8. Texting and group calls
Alexa does have a messaging feature in Alexa Messaging, which lets you exchange transcribed (or typed) texts among friends through Alexa-enabled devices and the Alexa companion app for Android and iOS. And Amazon rolled out support for SMS in last January. But good luck sending an MMS or group message — Alexa doesn’t play nicely with either format yet. Neither do other voice assistants, to be fair, but with the popularity of smart displays on the rise (the market is expected to grow 119% in 2019, according to Strategy Analytics), more robust visual messaging seems like a natural extension of Alexa’s current capabilities.

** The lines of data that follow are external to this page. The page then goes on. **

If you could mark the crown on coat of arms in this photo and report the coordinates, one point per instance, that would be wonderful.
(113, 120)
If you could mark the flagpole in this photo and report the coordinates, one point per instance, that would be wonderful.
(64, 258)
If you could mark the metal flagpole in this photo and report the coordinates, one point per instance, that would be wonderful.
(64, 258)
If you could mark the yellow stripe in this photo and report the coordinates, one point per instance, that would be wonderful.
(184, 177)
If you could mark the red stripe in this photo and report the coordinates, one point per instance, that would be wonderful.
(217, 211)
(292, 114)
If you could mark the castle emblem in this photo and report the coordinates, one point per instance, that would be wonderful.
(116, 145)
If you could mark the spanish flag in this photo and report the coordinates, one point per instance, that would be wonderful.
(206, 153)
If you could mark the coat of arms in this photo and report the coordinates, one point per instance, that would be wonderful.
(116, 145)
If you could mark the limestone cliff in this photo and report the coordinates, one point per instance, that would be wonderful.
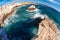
(47, 28)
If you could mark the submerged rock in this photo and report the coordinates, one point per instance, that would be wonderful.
(47, 30)
(31, 8)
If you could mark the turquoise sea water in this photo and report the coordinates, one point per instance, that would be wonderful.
(20, 26)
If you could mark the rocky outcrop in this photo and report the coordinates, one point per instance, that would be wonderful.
(47, 30)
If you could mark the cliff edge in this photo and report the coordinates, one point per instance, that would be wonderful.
(47, 28)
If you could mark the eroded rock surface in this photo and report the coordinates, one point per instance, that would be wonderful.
(47, 30)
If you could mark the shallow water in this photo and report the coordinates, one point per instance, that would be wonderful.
(20, 26)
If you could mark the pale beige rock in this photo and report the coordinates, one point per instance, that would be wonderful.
(47, 30)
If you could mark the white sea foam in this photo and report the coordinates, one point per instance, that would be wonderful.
(38, 14)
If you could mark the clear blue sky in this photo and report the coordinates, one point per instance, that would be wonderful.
(52, 3)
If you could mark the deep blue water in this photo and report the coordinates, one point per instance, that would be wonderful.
(20, 25)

While the Alexa team is at it, why not add support for conference calls? Amazon’s Echo speaker lineup facilitates voice messaging and calls between Alexa-enabled devices, as well as free landline and mobile calls to the U.S., Canada, and Mexico (with the exception of emergency numbers, dial-by-letter numbers, and premium-rate numbers), but it can’t conference more than one Alexa-enabled device or phone at the same time. Juggling a conference call with voice commands probably wouldn’t be the easiest thing in the world, but it’d be nice to have the option.
9. General knowledge
Alexa can rattle off a few esoteric facts about people, places, and things, but not as many as the competition. In an experiment conducted by Loup Ventures last year, Google Assistant was able to answer 88% of 800 questions correctly, versus Apple’s Siri at 75%, Alexa at 73%, and Cortana at 63%. (Alexa did, however, show an improvement of 11.6% points from a July test.) Alexa needn’t be an all-knowing oracle, but we’d welcome a more knowledgeable voice assistant.

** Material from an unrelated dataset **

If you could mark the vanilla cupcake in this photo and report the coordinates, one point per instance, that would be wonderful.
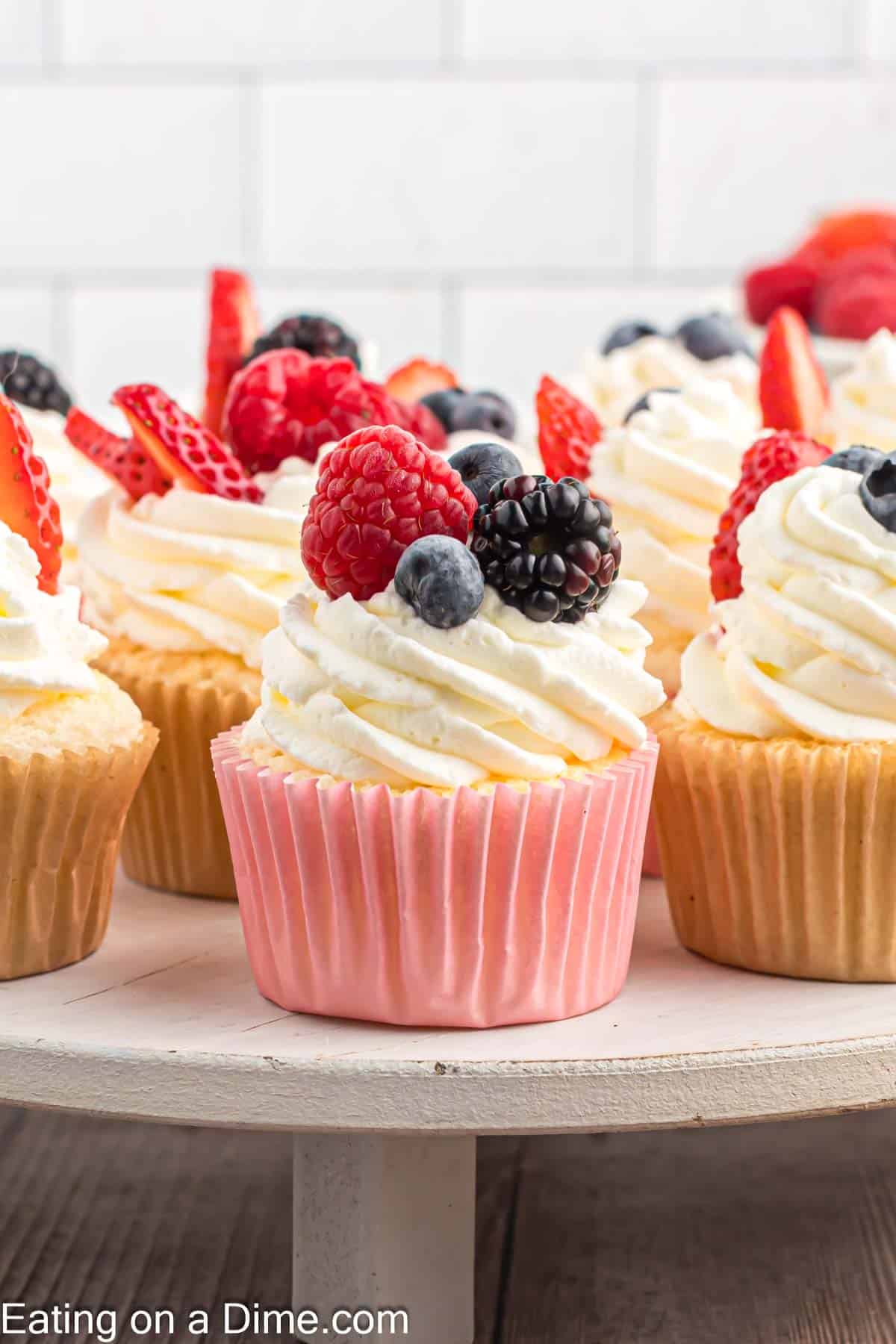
(777, 786)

Fortunately, Amazon has made a concerted effort to supply Alexa with reputable new sources of information. This past summer, Amazon began sourcing hours of operation, descriptions, and addresses from Yext, a digital knowledge management platform that counts Taco Bell, Arby’s, Marriott, and Rite Aid among its clients. December 2018 saw the launch of Alexa Answers, an invitation-only program that allows people to submit answers to questions that, if approved, are distributed to the millions of Alexa users around the world. And last summer Amazon introduced Answer Updates, a feature that notifies users who stump the assistant when Alexa “learns” the answer.
10. Offline answers
Alexa has been accused of spying on households countless times, and while none of the reports so far have had serious merit, the stories’ virality speaks to a growing anxiety concerning the data companies like Amazon collect about their customers. That’s why an offline mode — a basic, no-frills voice assistant mode that wouldn’t require an internet connection or rely on server-side processing — would seem a ripe fit for Alexa’s next upgrade.
Not possible, you say? Au contraire. Paris-based Snips, which recently raised $13 million in venture capital, is developing a “decentralized” voice assistant that prioritizes privacy above all else. It carries out machine learning in the edge and can perform tasks like checking a calendar, playing locally stored music, and controlling smart home devices.
Perhaps tellingly, Amazon itself has experimented with offline voice recognition. Last August, it detailed a complex voice recognition model that works offline.
It’s a given, of course, that any offline incarnation of Alexa wouldn’t be quite as fully featured as its internet-connected counterpart. But providing the option would build a lot of goodwill.